Being broken doesn’t mean you are some way abnormal it just makes you —YOU! Don’t let anybody tell you just because you are broken it makes you lesser than others. I may be broken but I had the patience and the resilience to pick the pieces up for myself. To learn to love myself again. Come in terms with everything I have been through. It is my story. It is your story. Own it. Define it.

Vulnerability is important.

We are so hard on ourselves. It is important to take a moment. Breathe. Walk down the memory lane and see what we have achieved.

The grief we think have burdened us only gone onto soften our hearts. The heartaches paved the way to self love. The rejections that lead to self-discoveries. Despite everthing, we learned to grow. Took every hardships as lessons.

Be proud of that.

Be proud of every vulnerability that made you who you are.
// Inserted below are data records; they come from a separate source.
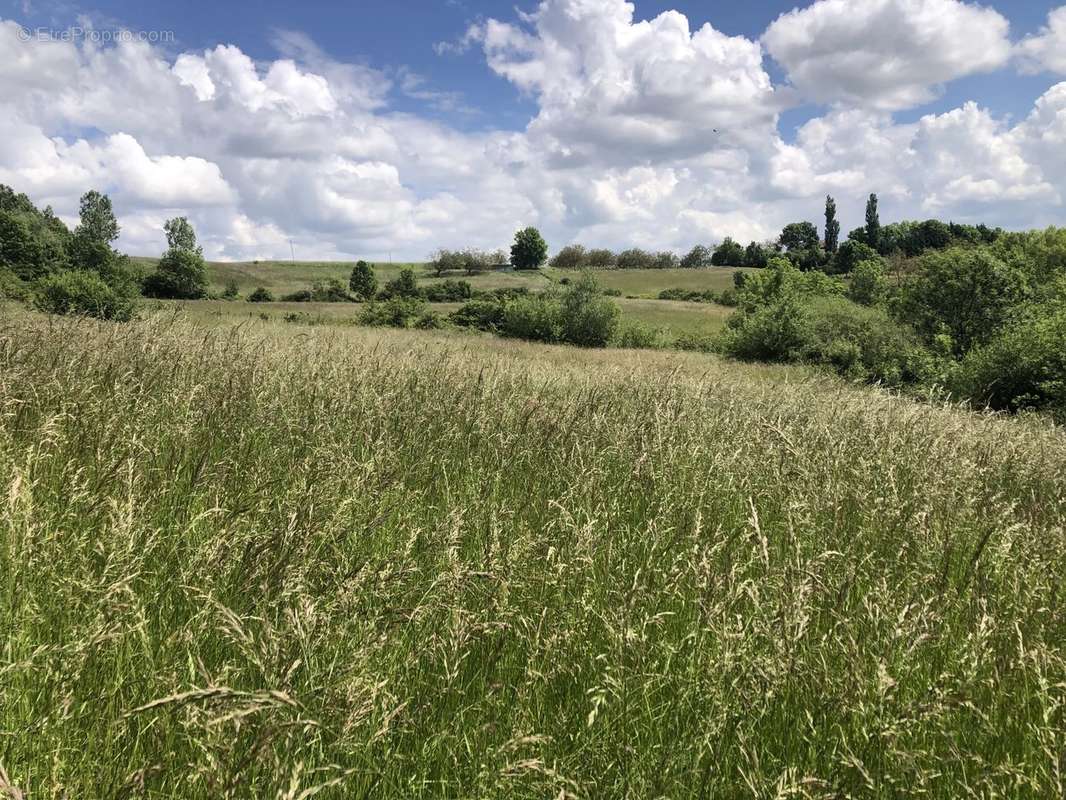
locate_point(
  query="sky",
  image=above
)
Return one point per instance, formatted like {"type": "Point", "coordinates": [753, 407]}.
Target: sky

Being vulnerable means you have feelings, willing to give your all. Being gentle and understanding of human emotions. It makes us human. Whoever doesn’t appreciate your vulnerability doesn’t deserve to be in your life. You have the utmost love to give —don’t sell yourself short.

13 Comments

  1. There are so many who will relate to this. I have also only come to terms with being vulnerable and proud to be vulnerable in the last few years. It still sometimes makes me feel worse though ❤

    Liked by 1 person

    1. I didn’t think many would relate to this, I am glad we are able to talk about vulnerability without feeling some kind of way. It’s all about accepting and believing that it’s okay to be vulnerable. It makes us the extra bit special✨🥰

      Thank you for reading🧡 xx

      Like

  2. I can so relate to this, I am the most vulnerable person here, and sometimes the greed of being tough, strongly takes over but one weak moment and I am back to square one…. This post makes me feel alright 💟💟💟💟

    Liked by 1 person

    1. It’s a continuous process Vani. The same happens to me but I have learned, overtime, to overcome it. It’s all about believing vulnerability is not a weakness —it just makes us the extra bit special🙌🏽💕 xx

      Liked by 1 person

  3. I so feel you, girl! I’ve been an extremely vulnerable person most of my life and people have made me feel like I’m weak because of that to the extent that I just shut off people when I’d get emotional. It’s definitely not a weakness but I’d say pick the right people to be vulnerable with. Not everyone deserves your vulnerability. 😊

    Liked by 3 people

    1. I am sorry you had to go through that. I too made distance with people because I am always scared of people coming close to me. You are right —you got to choose who you want to vulnerable with.